Protein susu merupakan penyusun terbesar pada susu skim. Komponen pada susu skim dapat diklasifikasikan menjadi dua grup utama yaitu kasein dan whey. Kasein merupakan fraksi utama protein yang mengendapkan saat susu segar diasamkan pada pH 4-6 pada suhu 20°C. Protein ini terdapat dalam bentuk partikel koloidal, misel, yang mengandung kalsium, fosfat, sitrat, dan megnesium. Kasein menyusun 76-86% dari total protein susu skim. Whey atau serum protein merupakan protein nonkasein yang tertinggal setelah pengendapan kasein. Whey menyusun sekitar 14-24% dari total protein susu skim (Thompson et al, 1965 dalam Rahmawati, 2014). Protein whey memiliki sifat yang lebih labil terhadap panas, whey akan terdenaturasi pada suhu 80°C berbeda
dengan kasein. Kasein lebih stabil dibandingkan whey yang masih stabil hingga suhu 140°C (Gallardo et al, 2013) .

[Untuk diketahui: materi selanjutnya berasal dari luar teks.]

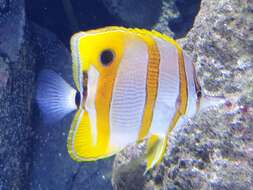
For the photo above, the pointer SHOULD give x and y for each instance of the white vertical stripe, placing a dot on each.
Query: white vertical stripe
(192, 96)
(90, 106)
(129, 94)
(168, 88)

Pengunaan susu skim sebagai bahan penyalut telah banyak dilakukan dikarenakan memiliki kemampuan mengikat komponen flavor yang baik, sehingga dapat memberikan perlindungan yang baik terhadap senyawa volatil pada (Barnauskiene et al, 2005). Selain itu susu skim dapat memberikan kestabilan emulsi, karena terdapat gugus hidrofilik dan lipofilik pada rantai polimer yang sama yang memudahkan protein berasosiasi dengan minyak dan meyebabkan emulsi menjadi stabil (Pahlevi et al, 2008).
B. Kerangka Berfikir
Tingkat konsumsi daging di Indonesia meningkat setiap tahun dan daging merupakan salah sau
bahan pangan yang bernilai gizi tinggi
Daging termasuk dalam kelompok pangan yang mudah rusak
Diperluhkan bahan pengawet untuk mempertahankan mutu dan masa simpan daging
Subtitusi Bahan alami pengawet alami
Di Indonesia merupakan pemasok kayu manis terbesar di dunia, namun daun kayu manis belum
termanfaatkan
Potensi sebagai bahan pengawet
Ekstraksi Daun kayumanis dalam bentuk oleoresin dua tahap
Oleoresin dua tahap memiliki senyawa aktif yang lebih optimal dan dapat distandarisasi
Mikroenkapsulasi untuk melindungi senyawa aktif, mudah di aplikasikan
Mikrokapsul oleoresin daun kayumanis
Daging sapi dengan bahan pengawet alami
Gambar 2.1 Alur Kerangka Berfikir
C. Hipotesis
Hipotesis dari penelitian ini adalah dengan adanya penambahan mikrokapsul oleoresin daun kayumanis (Cinnamomum burmanii) dapat memberikan penghambatan kerusakan secara mikrobiologis, kimia, dan fisik pada daging sapi gilling selama penyimpanan pada suhu rendah (4 ± 1) dan adanya pengaruh perbedaan konsentrasi mikrokapsul oleoresin daun kayu manis (0,5% dan 1%) terhadap karakteristik fisik, kimia dan mikrobiologi dari daging sapi giling.